The need for residential space — currently at about 90% occupancy, nationwide — continues to soar. People need places to live and need them fast. Is now the ideal time to consider adaptive reuse and convert commercial space to multifamily housing?
According to wealthmanagement.com, “Developers are likely to finish a record 20,100 new apartments in 2021 in buildings converted from other uses,” according to the Yardi Matrix October industrial report. That will make 2021 the busiest year for conversions in the last 10 years. It’s also up sharply from an average of about 12,000 a year over the last five years.”
Converting existing buildings — for new use other than for what it was originally intended — has been a practice for decades – or even centuries. Tearing down a building to its footprint and rebuilding is extremely expensive and requires significant materials that are not always in ready supply, such as steel, lumber and concrete. In the 17th and 18th centuries, limited transportation made it very difficult to access materials. Additionally, it was often beneficial to retain architecturally or historically significant structures to retain the unique culture of an area. If a building could be repurposed, why tear it down?
We now have much more sophisticated means of accessing and transporting materials, but the demand for those materials is high and varying logistics add to the overall price of construction or reconstruction. Doing a full teardown and creating an entirely new structure has become cost prohibitive and not always environmentally feasible.
“Adaptive-reuse of a building is one of the greenest constructions you can do,” says Scott Maenpaa, a project manager at Boston-based The Architectural Team, which has undertaken several office-to-residential projects, as quoted by Slate. “It is also almost always cheaper than building something from scratch — by 20 to 30 percent — especially if you would have had to demolish a building first. Plus, it’s faster, and time is money.” Add to this the disposal of demolition debris that stresses landfills and is expensive to haul away.
Though adaptive reuse is most associated with buildings of cultural, historical or architectural significance, it doesn’t need to be. Warehouses and retail spaces (such as dead or dying malls), hotels, and hospitals — any space that is vacant or underutilized — can be a candidate for adaptive reuse. The question any CRE investor or developer needs to ask themselves is what type of building use has the most supply and which are in the most in demand? And, of course, which can be most easily converted?
“We will likely see a fair amount of this — redevelopment and converting properties to apartments — over the next few years,” says John Sebree, senior vice president and national director of multifamily for Marcus & Millichap, as quoted by wealthmanagement.com. “That is the result of being in a housing crisis, and without new product being built at the same pace as demand.”

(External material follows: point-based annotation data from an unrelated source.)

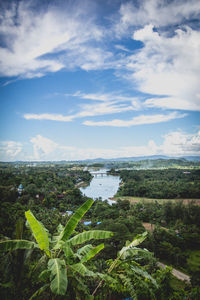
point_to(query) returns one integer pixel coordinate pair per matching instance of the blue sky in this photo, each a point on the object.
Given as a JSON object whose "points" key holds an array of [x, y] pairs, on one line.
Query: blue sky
{"points": [[88, 79]]}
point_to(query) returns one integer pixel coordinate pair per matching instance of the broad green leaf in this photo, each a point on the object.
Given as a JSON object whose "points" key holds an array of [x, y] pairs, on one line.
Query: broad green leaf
{"points": [[68, 252], [136, 241], [39, 232], [81, 269], [44, 275], [144, 274], [92, 253], [75, 218], [84, 250], [89, 235], [58, 276], [39, 291], [10, 245]]}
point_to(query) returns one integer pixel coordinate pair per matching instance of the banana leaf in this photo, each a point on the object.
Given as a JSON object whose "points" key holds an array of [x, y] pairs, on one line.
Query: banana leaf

A different wealthmanagement.com piece from June 2021 says that the cost of lumber and plywood began to rise very quickly in mid-2020 and spiked to an all-time high in June 2021, according to the U.S. Bureau of Labor Statistics, Producer Price Index by Commodity. It would stand to reason the expense of these supplies would be a deterrent to completely new builds.
Though not residential, another reuse trend that shouldn’t be overlooked is converting mall or department store space to temporary or “coworking” office space, such as SaksWorks — a collaboration between Saks and WeWork. They have opened chic, urban shared-office space in several Saks locations, some previously occupied by Lord & Taylor.

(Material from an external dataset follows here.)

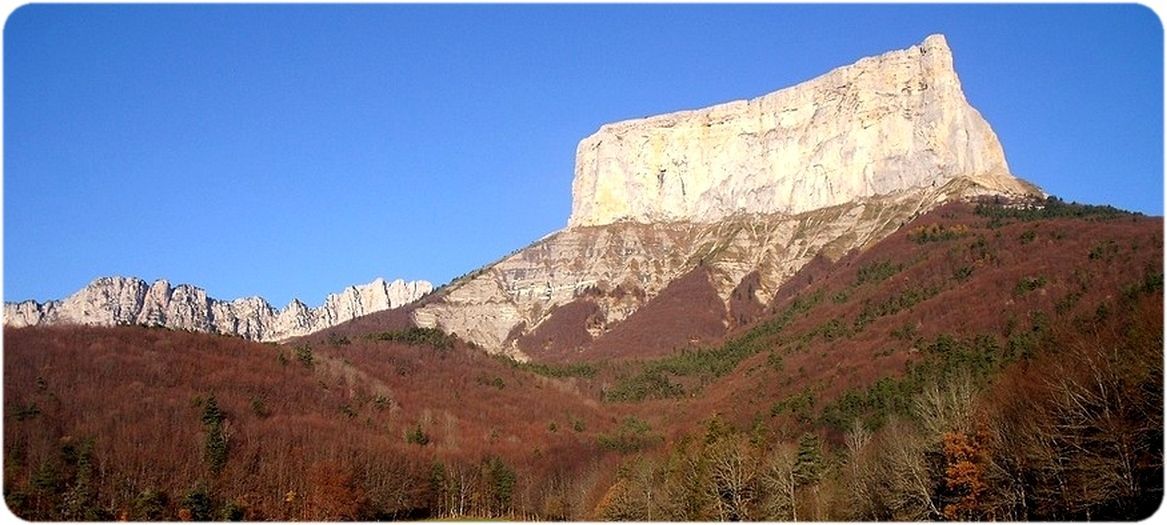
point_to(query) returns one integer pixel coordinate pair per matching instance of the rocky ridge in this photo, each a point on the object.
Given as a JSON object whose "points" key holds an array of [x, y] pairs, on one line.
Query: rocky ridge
{"points": [[118, 300], [825, 167]]}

Another CRE classification that’s in urgent demand is industrial. GlobeSt.com reports that industrial vacancy rates hit 4.2% in Q3 2021, an all-time low. And owners can charge astonishing rents. CRE investors looking to optimize use for existing properties would be smart to evaluate the industrial potential of underutilized space, such as office or retail.
Advantages of adaptive reuse, according to the city of Whittier, California, include:
- Conserve energy – Reclaiming and repurposing existing buildings, reutilizes building materials and capitalizes on existing infrastructure, including access to transportation and utilities.

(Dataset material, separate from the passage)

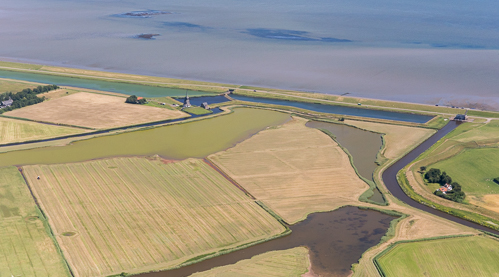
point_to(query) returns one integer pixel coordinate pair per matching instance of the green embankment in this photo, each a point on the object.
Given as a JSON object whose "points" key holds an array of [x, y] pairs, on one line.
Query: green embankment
{"points": [[475, 169], [197, 110], [283, 263], [466, 137], [26, 247], [461, 256]]}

- More sustainable – Less raw materials are needed and less old materials will end up in landfills.
- Maintains community culture – Reuse helps maintain community culture and character by preserving the history and architecture while saving money. This can also fend off gentrification while still modernizing use.
- Fosters investment – Encourages greater investment and development when areas that might otherwise be vacant are revitalized. This can bring in more businesses, jobs, and tax revenues.
- Less expensive – By leveraging existing buildings, materials can be recycled and it won’t be necessary to purchase raw materials, demolition and construction that can get very expensive.
- Possible tax advantages – There may be federal, state or local tax credits for rehabilitating older structures.
- Increases in market value – Converting a vacant or underused building to a revitalized property can attract additional businesses and residences, driving up commercial and residential property values.
- Faster – Because the building already exists and infrastructure is in place, the structure can be turned around much more quickly than a tear down and rebuild.